6. Don’t Pay Into Your Pension

Pensions are the biggest con of our generation.

They’re impossible to understand, and I’m pretty sure most pensions lose money after you get ripped off with fees and taxes. More importantly, anything you contribute to a pension is less in your pocket now. And less spending money equals less fun now.

Why would you want to save up fun till you’re old and grey? Life is for living now, not when you’re 60.

Don’t deprive yourself of all the things and experiences that make life great.

Have it all and do it while you’re young enough to enjoy it. #YOLO

7. He Who Dies With The Most Toys Wins

Life is all about having fun.
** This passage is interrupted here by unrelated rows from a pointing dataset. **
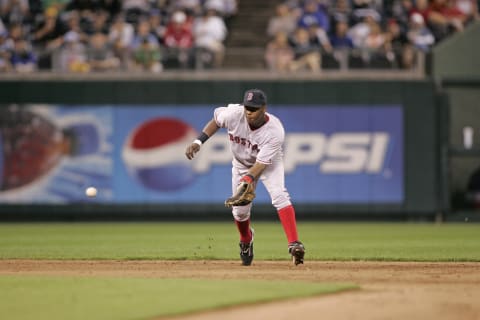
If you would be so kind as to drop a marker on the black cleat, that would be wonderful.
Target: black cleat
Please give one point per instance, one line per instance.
(297, 250)
(246, 251)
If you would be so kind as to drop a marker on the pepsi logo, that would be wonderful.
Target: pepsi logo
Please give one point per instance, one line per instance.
(154, 154)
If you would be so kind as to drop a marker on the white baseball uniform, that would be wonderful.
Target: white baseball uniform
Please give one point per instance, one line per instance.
(264, 144)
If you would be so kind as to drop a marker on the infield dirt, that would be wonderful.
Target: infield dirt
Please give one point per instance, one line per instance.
(388, 290)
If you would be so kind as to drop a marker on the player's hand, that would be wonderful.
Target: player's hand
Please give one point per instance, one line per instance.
(191, 150)
(244, 194)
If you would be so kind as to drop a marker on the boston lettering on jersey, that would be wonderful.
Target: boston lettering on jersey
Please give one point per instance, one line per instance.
(243, 142)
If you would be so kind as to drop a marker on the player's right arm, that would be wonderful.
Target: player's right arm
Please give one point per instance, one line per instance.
(209, 130)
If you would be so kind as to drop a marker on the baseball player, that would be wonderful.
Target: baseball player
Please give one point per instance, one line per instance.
(256, 139)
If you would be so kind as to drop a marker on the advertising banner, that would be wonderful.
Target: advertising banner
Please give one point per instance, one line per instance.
(135, 154)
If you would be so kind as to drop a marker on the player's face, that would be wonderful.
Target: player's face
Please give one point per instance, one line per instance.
(255, 116)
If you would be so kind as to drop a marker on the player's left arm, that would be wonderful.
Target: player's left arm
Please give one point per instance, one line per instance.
(256, 170)
(209, 130)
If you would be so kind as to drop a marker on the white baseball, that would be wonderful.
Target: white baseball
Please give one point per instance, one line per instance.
(91, 192)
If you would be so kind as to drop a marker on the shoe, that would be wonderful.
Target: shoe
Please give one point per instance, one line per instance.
(246, 251)
(297, 250)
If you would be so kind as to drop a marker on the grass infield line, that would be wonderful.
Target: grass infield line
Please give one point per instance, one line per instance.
(75, 297)
(219, 241)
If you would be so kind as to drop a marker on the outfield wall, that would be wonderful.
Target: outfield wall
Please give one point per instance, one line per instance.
(353, 148)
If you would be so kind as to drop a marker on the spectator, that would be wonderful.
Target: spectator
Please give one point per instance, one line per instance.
(5, 53)
(14, 11)
(157, 27)
(58, 5)
(189, 7)
(121, 36)
(359, 32)
(363, 8)
(377, 48)
(398, 42)
(143, 34)
(279, 55)
(147, 57)
(100, 22)
(100, 57)
(209, 32)
(134, 9)
(23, 59)
(72, 55)
(50, 29)
(319, 38)
(402, 9)
(419, 35)
(469, 8)
(313, 13)
(340, 40)
(284, 21)
(444, 19)
(48, 37)
(179, 40)
(307, 56)
(113, 7)
(226, 9)
(340, 11)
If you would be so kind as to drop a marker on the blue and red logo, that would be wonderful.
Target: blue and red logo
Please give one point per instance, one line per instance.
(154, 154)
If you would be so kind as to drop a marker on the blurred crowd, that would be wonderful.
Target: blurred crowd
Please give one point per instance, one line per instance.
(317, 34)
(114, 35)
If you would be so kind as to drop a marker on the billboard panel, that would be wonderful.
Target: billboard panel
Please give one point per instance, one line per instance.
(135, 154)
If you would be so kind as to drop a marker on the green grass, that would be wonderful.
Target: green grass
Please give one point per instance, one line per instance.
(51, 298)
(324, 241)
(75, 297)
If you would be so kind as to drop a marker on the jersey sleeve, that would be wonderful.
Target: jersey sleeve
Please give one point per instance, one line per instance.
(224, 115)
(270, 151)
(220, 116)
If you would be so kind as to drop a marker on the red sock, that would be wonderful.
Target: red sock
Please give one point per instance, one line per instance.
(244, 230)
(287, 218)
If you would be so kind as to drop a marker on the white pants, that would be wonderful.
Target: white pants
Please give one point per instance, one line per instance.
(273, 178)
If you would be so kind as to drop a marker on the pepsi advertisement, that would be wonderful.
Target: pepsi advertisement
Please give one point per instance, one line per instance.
(136, 154)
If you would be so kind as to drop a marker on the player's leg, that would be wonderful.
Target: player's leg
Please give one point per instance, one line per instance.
(241, 216)
(274, 181)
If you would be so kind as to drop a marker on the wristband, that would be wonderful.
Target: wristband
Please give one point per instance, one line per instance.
(202, 137)
(247, 178)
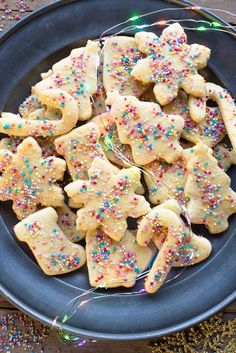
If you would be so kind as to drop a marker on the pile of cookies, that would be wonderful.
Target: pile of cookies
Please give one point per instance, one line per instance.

And having fun is all about having lots of toys.

So, get yourself the latest phone, upgrade to a smartwatch, and buy a TV that big it makes your couch look like gnome’s furniture.
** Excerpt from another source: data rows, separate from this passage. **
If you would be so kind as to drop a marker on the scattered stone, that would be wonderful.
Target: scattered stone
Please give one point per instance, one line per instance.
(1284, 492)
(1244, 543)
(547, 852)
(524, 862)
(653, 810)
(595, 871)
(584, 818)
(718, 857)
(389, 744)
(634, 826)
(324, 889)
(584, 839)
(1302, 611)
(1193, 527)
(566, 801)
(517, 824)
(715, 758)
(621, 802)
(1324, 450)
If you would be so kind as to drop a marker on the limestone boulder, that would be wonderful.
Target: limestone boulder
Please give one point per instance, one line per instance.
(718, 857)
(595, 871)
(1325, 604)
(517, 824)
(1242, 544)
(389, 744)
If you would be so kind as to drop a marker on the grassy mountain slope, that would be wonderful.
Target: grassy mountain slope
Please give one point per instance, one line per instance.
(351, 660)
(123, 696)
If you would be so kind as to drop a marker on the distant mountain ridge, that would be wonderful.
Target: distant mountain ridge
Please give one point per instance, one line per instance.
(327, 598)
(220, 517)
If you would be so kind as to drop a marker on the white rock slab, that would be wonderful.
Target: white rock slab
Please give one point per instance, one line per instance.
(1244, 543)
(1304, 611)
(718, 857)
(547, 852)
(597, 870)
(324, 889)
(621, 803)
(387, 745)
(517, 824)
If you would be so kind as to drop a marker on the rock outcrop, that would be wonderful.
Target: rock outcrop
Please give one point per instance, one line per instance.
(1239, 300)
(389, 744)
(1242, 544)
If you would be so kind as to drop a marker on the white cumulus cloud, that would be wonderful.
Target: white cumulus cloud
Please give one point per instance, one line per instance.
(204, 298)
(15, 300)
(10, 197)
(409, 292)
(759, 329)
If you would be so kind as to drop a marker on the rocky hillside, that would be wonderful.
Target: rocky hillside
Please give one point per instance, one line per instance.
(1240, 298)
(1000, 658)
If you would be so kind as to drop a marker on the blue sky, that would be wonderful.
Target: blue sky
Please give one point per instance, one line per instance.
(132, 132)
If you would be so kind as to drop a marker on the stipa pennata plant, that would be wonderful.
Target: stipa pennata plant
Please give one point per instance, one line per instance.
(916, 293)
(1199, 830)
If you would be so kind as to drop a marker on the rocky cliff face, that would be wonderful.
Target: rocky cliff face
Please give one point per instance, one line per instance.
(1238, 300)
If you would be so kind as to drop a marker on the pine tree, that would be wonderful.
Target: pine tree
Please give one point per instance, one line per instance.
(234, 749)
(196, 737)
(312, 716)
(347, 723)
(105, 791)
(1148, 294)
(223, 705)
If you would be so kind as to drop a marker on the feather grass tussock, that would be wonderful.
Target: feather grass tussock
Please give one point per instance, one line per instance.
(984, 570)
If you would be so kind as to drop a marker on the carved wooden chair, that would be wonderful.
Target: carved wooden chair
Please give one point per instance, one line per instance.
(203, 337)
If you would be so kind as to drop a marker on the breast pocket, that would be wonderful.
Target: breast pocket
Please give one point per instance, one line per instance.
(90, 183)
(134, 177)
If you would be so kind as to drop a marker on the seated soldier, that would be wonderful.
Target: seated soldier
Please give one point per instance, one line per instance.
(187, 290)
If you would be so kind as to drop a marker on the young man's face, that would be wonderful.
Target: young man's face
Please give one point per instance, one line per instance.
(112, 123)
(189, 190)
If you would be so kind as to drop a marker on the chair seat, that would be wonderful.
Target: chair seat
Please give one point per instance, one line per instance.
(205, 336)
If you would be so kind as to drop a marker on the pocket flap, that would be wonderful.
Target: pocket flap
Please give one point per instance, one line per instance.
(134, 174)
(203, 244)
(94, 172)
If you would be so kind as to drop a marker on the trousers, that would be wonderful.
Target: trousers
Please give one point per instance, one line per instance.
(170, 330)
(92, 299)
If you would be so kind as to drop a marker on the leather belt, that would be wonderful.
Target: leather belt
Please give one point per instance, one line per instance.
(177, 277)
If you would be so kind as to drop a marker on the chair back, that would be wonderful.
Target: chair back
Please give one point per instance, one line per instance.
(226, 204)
If you feel bored at any time, I’d suggest buying a drone, motorbike, boat, and a jet ski – that’s at least a couple of months of fun.

Fill your house, garage, and Facebook feed with all the cool stuff you’ve bought.

Make everyone jealous of all your stuff and win the accumulation game. If you run out of things to buy, check out This Is Why I’m Broke.

8. Lease A Fly Whip

If you’re the average Brit, you spend 58 minutes commuting to work every day.

So, why not get there in style? You work hard, so you deserve to travel in a pimpin’ ride. Plus, having a nice car shows that you’re doing well.

People like to back things that are winning, so your managers will likely give you a raise, which will easily cover the car loan.

Here are a couple of tips for buying a car:

  • Always buy new – people can tell if it’s used.
  • Don’t buy what’s practical or within your budget. Get the car you want and not what you need.

9. Spend Everything You Earn

You earned your wages, so every last penny is yours to spend as you please. And you might as well spend it all and live your best life.

My philosophy is “you can’t take it with you, so spend it while you can”.

If you’ve got money in the bank, think about an area of your life that’s lacking.

Struggling for gym motivation?

New gym clothes will motivate you to train.

Lost passion with your significant other?

Buy them a present.

Feel you need more excitement in your life?

Book a holiday.

Everything can be improved with money.

If you’re not happy, you’re not spending enough.

Wrapping It Up

I hope you’ve enjoyed this tongue-in-cheek look at personal finance. Of course, this advice is not meant to be followed.

If you want to manage your money well, do the opposite of everything on this list.